1) Coleta de dados de mandados de prisão
Para descobrir que nomes de vítimas estavam sendo expostos, o g1 baixou dados das ordens de prisão disponibilizados pelo Banco Nacional de Mandados de Prisão (BNMP).
O BNMP é um sistema mantido pelo Conselho Nacional de Justiça (CNJ) e alimentado pelos tribunais de todo o país. O objetivo é ajudar as polícias a prender as pessoas procurados por crimes.
Os dados foram extraídos do BNMP por meio de uma funcionalidade do sistema que permite baixar informações de vários mandados ao mesmo tempo, sem necessidade de consulta de um a um.
Por conta de limitações do próprio BNMP, foi possível obter os detalhes de 123 mil das cerca de 335 mil ordens de prisão do país. O g1 pediu os dados dos demais mandados ao CNJ, mas eles não foram enviados pelo órgão (veja mais abaixo).
2) Seleção de casos criminais que exigem sigilo
Com os 123 mil mandados em mãos, o g1 selecionou apenas aqueles relacionados a crimes em que, por lei, o nome da vítima deve ser mantido em sigilo. A triagem resultou em cerca de sete mil casos, envolvendo crimes como estupro, estupro de vulnerável, assédio sexual, importunação sexual, divulgação de cena de estupro ou pornografia e violência doméstica contra crianças e adolescentes.
3) Identificação de mandados com exposição de vítimas
Em seguida, o g1 analisou os sete mil casos para identificar aqueles que continham nomes de vítimas. Para isso, utilizou uma ferramenta de Inteligência Artificial (IA) capaz de apontar, dentro desse volume de documentos, os que tinham maior chance de expor dados sensíveis.

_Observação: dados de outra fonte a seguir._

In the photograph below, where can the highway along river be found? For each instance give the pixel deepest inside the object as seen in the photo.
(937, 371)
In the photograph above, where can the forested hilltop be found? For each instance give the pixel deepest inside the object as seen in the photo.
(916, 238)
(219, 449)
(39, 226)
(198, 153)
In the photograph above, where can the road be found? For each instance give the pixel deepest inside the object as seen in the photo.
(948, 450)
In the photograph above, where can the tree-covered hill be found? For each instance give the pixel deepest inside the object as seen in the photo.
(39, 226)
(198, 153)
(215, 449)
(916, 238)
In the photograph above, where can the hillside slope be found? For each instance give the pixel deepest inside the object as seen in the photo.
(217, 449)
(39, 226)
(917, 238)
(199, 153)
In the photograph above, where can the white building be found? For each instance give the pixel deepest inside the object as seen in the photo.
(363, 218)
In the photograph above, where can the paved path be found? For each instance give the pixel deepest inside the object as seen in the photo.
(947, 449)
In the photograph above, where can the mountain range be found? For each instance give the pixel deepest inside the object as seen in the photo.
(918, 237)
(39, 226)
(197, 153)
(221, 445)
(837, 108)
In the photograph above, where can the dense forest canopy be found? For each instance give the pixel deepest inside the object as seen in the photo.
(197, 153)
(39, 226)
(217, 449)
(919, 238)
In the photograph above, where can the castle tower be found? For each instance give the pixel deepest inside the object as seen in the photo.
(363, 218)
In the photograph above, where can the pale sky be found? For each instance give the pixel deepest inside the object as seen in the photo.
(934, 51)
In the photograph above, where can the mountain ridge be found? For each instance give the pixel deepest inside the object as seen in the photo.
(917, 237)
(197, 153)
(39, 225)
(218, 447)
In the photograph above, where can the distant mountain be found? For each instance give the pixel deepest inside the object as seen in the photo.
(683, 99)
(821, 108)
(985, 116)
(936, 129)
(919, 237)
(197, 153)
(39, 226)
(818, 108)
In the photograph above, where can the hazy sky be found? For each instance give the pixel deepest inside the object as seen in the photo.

A IA indicou cerca de 400 casos, que foram revisados manualmente um a um. Além disso, o g1 também realizou buscas diretas por nomes dentro do mesmo conjunto de documentos.
Essa etapa complementar levou à identificação de 120 mandados de prisão com exposição de vítimas, distribuídos entre os seguintes estados — com exceção de São Paulo e Tocantins, cujos mandados não estavam acessíveis à reportagem.
Os mandados com dados expostos foram encontrados nos tribunais dos seguintes estados:
Maranhão: 45 mandados;
Pará: 18 mandados;
Alagoas, Bahia e Piauí: 7 mandados cada;
Espírito Santo e Mato Grosso: 6 mandados cada;
Pernambuco: 5 mandados;
Amazonas: 4 mandados;
Amapá e Rio Grande do Sul: três mandados cada;
Ceará e Mato Grosso do Sul: dois mandados cada;
Distrito Federal, Goiás, Rio de Janeiro, Rio Grande do Norte, Rondônia e Sergipe: um mandado cada.
Infográfico - Veja três casos em que vítimas que deveriam ter dados sob sigilo foram expostas em sistemas do Conselho Nacional de Justiça (CNJ).
Arte/g1
CNJ limita acesso a dados sobre mandados de prisão
Desde as eleições municipais de 2024, o g1 tem solicitado ao CNJ o acesso completo aos dados disponíveis no BNMP. Na época, a equipe buscava ampliar a análise de uma reportagem que mostrou que alguns candidatos disputavam as eleições mesmo sendo alvos de mandados de prisão em aberto (leia a reportagem aqui).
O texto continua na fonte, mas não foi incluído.